Poniżej zmodyfikowany przepis na te boskie ciastka, zmodyfikowany z Ciastek i ciasteczek.

SKŁADNIKI (na jedną blachę, czyli zdecydowanie za mało)
1 ½ szklanki mąki
¾ kostki masła
1 łyżeczka (z górką) proszku do pieczenia
2 łyżki ( z górką) cukru pudru
2 średniej wielkości marchewki 
1 łyżka (z lekką górką) cukru waniliowego
Słoiczek dżemu (wypróbowałam brzoskwiniowy i wkomponował się idealnie)
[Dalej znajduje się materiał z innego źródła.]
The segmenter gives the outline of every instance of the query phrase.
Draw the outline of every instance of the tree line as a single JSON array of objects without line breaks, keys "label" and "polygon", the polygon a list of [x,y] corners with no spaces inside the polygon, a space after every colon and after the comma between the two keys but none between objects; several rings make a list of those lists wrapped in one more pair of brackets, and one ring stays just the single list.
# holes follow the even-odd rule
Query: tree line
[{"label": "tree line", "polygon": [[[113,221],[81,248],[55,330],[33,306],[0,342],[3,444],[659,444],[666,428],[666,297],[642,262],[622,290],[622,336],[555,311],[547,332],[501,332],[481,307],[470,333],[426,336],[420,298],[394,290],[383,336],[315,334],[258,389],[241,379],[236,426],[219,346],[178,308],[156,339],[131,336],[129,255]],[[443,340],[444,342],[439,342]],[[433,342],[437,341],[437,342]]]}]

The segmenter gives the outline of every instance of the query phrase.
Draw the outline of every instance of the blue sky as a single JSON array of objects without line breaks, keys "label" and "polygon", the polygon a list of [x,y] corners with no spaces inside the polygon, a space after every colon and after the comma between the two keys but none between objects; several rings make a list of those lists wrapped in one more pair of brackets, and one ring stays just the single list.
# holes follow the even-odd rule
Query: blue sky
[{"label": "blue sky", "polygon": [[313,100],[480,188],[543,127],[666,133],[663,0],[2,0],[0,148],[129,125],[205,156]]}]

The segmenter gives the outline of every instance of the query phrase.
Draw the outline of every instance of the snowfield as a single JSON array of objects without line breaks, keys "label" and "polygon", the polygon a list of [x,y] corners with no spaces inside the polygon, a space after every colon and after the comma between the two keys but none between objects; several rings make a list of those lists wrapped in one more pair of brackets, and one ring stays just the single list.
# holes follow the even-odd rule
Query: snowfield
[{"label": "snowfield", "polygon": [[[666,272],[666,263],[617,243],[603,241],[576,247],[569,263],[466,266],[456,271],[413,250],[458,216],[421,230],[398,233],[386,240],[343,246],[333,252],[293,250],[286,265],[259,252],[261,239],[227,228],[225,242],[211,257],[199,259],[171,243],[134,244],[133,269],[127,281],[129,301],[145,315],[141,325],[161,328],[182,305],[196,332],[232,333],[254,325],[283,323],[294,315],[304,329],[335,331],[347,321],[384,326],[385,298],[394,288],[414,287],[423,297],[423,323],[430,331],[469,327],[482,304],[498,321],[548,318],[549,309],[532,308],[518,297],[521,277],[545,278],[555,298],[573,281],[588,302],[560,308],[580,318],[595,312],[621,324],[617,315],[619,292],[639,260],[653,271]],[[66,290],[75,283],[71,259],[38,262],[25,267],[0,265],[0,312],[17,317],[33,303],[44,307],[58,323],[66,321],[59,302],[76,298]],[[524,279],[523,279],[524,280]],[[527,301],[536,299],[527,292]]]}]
Najpierw ścieramy marchewkę na najmniejszym oczku- z tym jest tak naprawdę najwięcej pracy. Następnie na stolnice wysypujemy mąkę, proszek do pieczenia, masło i siekamy składniki. Następnie dodajemy stratą marchewkę, cukier puder, cukier waniliowy troszkę siekamy znów składniki a potem porządnie wyrabiamy. Ciasto rozwałkowujemy na około pół centymetra grubości. Wykrajamy szklanką koła a następnie w tych kołach kieliszkiem mniejsze koła. Każde mniejsze koło troszkę spłaszczamy i nakładamy na nie większy krążek. Dziurkę, która powstaje wypełniamy łyżeczka dżemu i kładziemy ciasteczko na blaszce wyłożonej papierem. Ciasteczka wstawiamy do nagrzanego piekarnika do 200 stopni na około 20-25 minut. W przepisie jest podane, że można je posypać dodatkowo cukrem pudrem po ostygnięciu, ale moim zdaniem nie jest to konieczne- ciasteczka są wystarczająco słodkie. 

Smacznego! 



niedziela, 17 stycznia 2010

Wschodu ciąg dalszy


Na sylwestrowy biforek zostało mi przydzielone zrobienie sałatki. Jako, że ostatnio mam wschodnie ciągoty kulinarne postanowiłam zrobić sałatkę z pałeczkami krabowymi. Jest to sałatka banalnie prosta i szybka w przygotowaniu. W ciągu 30 minut możecie zrobić całą michę. I gwarantuję, że tak jak na moim biforku, ów micha będzie cieszyć się ogromnym powodzeniem (wśród Boskich Marianów także;)).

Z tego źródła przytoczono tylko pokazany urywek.